The latest round of the Secretary-level discussions between both countries on the technical issues, which have been raised by Pakistan regarding construction of the Kishenganga and Ratle hydroelectric power plants within the framework of the Indus Waters Treaty, took place on September 14-15 in Washington.
The statement added, “Both countries and the World Bank appreciated the discussions and reconfirmed their commitment to the preservation of the Treaty”.
“The World Bank remains committed to act in good faith and with complete impartiality and transparency in fulfilling its responsibilities under the Treaty, while continuing to assist the countries,” it added.
The Pakistani delegation, headed by Secretary Water Resources Division Arif Ahmed Khan and comprising Secretary of Water and Power Yousuf Naseem Khokhar, High Commissioner of Indus Waters Treaty Mirza Asif Baig and Joint Secretary of Water Syed Mehar Ali Shah attended the talks.
The Indian side was led by the Union Water Resources Secretary Amarjit Singh, while representatives from Ministry of External Affairs, Power, India’s Indus Water Commissioner and Central Water Commission were also part of the delegation.
On August 1, Pakistani and Indian officials met under the supervision of the World Bank, which said the talks on the treaty were held in a spirit of goodwill and cooperation.
The Indus Water Treaty signed in 1960 deals with water distribution and sharing of the six rivers of the Indus basin, of which the three eastern rivers Beas, Sutlej, Ravi were allocated to India and the three western rivers Jhelum, Chenab and Indus to Pakistan. The World Bank had brokered the agreement and have a role in dispute resolution. It was also responsible for the provision of funds to both countries that would allow them to construct several dams and canals to fulfill their needs.

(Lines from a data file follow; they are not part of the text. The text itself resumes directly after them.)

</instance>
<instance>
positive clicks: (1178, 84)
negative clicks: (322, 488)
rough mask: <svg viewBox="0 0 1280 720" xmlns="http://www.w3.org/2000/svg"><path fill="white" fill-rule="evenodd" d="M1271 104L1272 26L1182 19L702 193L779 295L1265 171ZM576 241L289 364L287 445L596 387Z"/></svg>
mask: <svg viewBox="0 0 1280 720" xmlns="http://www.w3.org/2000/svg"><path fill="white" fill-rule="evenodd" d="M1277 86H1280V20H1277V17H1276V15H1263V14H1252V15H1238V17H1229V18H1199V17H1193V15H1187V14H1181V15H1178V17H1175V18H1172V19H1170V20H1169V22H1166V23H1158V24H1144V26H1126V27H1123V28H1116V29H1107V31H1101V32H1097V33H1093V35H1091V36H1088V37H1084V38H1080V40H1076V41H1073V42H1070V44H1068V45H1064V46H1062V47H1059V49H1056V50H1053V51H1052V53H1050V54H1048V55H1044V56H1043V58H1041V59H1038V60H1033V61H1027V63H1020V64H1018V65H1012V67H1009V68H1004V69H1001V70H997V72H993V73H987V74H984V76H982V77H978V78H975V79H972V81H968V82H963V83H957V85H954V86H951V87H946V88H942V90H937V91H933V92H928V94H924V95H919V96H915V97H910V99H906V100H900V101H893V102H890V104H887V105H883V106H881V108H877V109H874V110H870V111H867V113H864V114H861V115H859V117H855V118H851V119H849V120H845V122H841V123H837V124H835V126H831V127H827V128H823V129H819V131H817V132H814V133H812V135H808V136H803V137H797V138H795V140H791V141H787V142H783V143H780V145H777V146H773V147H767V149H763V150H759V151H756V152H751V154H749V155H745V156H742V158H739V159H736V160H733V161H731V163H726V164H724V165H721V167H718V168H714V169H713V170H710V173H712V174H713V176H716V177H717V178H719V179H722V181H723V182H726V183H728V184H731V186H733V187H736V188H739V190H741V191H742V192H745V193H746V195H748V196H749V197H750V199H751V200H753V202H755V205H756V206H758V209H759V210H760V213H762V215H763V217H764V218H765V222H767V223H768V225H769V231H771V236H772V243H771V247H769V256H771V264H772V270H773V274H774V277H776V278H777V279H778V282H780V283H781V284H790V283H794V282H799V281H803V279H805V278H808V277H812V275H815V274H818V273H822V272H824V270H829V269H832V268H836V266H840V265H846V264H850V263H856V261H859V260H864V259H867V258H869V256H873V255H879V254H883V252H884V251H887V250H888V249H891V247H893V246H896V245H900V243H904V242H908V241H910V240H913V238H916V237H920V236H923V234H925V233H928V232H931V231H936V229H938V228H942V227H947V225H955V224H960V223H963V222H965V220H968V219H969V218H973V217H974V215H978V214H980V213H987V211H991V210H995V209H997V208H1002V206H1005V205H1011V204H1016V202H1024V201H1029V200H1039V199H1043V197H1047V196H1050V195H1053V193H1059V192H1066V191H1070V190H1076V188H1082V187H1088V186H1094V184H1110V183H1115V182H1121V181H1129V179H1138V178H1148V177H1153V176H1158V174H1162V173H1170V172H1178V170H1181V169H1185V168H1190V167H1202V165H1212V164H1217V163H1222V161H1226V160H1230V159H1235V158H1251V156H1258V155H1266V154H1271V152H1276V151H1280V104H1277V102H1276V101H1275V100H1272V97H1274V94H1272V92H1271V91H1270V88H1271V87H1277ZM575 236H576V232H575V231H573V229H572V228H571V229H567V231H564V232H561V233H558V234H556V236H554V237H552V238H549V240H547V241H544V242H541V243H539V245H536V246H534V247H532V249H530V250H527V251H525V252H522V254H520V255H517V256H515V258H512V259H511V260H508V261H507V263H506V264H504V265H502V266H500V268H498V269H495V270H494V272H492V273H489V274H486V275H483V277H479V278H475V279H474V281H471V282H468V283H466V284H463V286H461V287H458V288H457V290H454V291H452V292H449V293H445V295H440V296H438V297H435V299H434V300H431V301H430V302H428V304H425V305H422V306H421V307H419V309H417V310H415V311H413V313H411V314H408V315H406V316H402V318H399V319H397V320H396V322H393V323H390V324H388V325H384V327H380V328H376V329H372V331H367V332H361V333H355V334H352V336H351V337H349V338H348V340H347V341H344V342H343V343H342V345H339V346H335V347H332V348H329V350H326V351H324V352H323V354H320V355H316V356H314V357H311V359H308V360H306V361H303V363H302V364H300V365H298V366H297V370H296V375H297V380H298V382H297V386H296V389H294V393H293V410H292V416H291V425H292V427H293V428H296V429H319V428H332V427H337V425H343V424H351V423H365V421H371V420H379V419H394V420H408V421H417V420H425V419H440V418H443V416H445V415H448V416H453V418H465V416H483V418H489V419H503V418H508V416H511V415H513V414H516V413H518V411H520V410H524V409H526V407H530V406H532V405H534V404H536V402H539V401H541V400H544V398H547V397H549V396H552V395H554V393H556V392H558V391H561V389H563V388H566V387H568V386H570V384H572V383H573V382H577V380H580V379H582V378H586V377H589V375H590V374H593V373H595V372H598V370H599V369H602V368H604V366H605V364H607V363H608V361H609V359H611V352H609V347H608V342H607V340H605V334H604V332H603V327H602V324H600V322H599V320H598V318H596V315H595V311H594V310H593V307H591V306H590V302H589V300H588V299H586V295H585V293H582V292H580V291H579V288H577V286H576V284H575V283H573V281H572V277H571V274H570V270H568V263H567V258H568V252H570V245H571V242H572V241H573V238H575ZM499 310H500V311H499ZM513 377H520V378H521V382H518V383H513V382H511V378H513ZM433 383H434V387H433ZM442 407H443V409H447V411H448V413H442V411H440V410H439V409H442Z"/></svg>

Pakistan claimed that India had violated the treaty by constructing two hydroelectic power plants named Kishenganga and Ratle on the western rivers named Chenab and Jhelum, which had been allocated to Islamabad under the water treaty.
However, the neighbouring country is interpenetrating a term “other uses” used in the treaty’s content as a permission for construction of power plants.
But Pakistan rejects the Indian interpretation and it has requested the World Bank to set up a Court of Arbitration to address the concerns.
Meanwhile, India is not ready to accept Pakistan’s proposal regarding Court of Arbitration but asking for deputing a neutral expert to settle the matter.